Let me clarify what I meant.
The rationale I described is always to be balanced: the needs of the society against the freedom of the individual. We always do that when implementing laws. If we did not, if we held that the individual’s rights always trump society’s rights… why, we’d have anarchy.
So the question is not whether we may automatically impose whatever standards are necessary. But are we appropriately balancing the need to protect our society against the need to safeguard the rights of the individual? Or as C&W so poetically put it, “…with the supposed, stated, written, and sanctified ideals that have been forged in blood across the history of this nation.”
For example, as has already been made clear, I am a staunch proponent of gun freedom, being a Lifetime NRA member and gun owner.

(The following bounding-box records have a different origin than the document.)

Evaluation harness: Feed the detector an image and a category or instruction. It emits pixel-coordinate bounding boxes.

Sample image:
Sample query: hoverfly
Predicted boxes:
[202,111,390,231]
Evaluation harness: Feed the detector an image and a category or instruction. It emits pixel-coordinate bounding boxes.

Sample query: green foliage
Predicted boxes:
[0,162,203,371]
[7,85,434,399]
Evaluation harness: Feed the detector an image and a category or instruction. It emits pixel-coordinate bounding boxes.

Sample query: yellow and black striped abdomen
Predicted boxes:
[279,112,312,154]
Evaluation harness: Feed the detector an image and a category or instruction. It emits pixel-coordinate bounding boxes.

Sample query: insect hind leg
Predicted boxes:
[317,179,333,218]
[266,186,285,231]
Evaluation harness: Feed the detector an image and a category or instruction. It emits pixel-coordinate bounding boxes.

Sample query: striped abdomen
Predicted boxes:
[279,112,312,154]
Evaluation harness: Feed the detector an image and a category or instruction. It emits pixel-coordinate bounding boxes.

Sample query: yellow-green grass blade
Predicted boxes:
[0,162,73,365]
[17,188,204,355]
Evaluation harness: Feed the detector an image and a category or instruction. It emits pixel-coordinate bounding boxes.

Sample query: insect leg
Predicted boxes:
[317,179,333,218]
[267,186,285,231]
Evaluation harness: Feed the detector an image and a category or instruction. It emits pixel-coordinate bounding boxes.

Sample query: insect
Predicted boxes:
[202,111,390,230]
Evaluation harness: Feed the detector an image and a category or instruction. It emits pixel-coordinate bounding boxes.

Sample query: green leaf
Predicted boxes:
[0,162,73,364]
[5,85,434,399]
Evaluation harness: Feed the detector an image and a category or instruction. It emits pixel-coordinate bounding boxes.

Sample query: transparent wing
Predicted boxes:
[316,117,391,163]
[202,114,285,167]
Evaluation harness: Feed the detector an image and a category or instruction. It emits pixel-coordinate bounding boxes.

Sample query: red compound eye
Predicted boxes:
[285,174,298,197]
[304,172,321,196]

But I do not quail at the police investigating a man who patrols his yard with a loaded shotgun when there are kids playing next door, even though the man has done nothing but exercise his constitutional right to bear a firearm on his own property.
Now, here’s a bulletin: the “Constituional rights” that were “stated, written, and sanctified ideals that have been forged in blood across the history of this nation,” do change with the mood of our times.
Prior to 1914, evidence obtained illegally, in violation of the Fourth Amendment, could be used against a defendant in a federal criminal prosecution. Then along came one Weeks, whose home was searched without warrant, and certain papers seiezed that were evidence of a crime. The governemnt refused to return those papers, and instead used them in Mr Weeks’ trial. He was found guilty, and appealed all the way to the Supreme Court. The Court announced a new rule of Constitutional law: that henceforth, illegally seized evidence cannot be used against a defendant in a federal criminal trial. Otherwise, they said, the Fourth Amendment was valueless.
But the Fourth Amendment hadn’t changed one word since 1789! The view of society, the “…the whim of the popular press …” had changed its view was what constituted ‘reasonable.’
By the way, that decision only bound Federal courts. It wasn’t until 1961 that state courts were forbidden from using illegally seized evidence against a defendant. See Mapp v. Ohio.
So while it’s comforting to think of these rights as carved in granite and existing for all time, the reality is that they will always be subject to interpretation by those currently in a position to do the interpreting.
Now, you may argue that it is a unreasonable exercise of the balancing test to require helmets, forbid drug information dissemination, or criminalize fully automatic weapons. But in each case, you must agree that the balanzing test is there.
As to the case that started this discussion, I offer no comment as to on which side the seesaw ought to come down.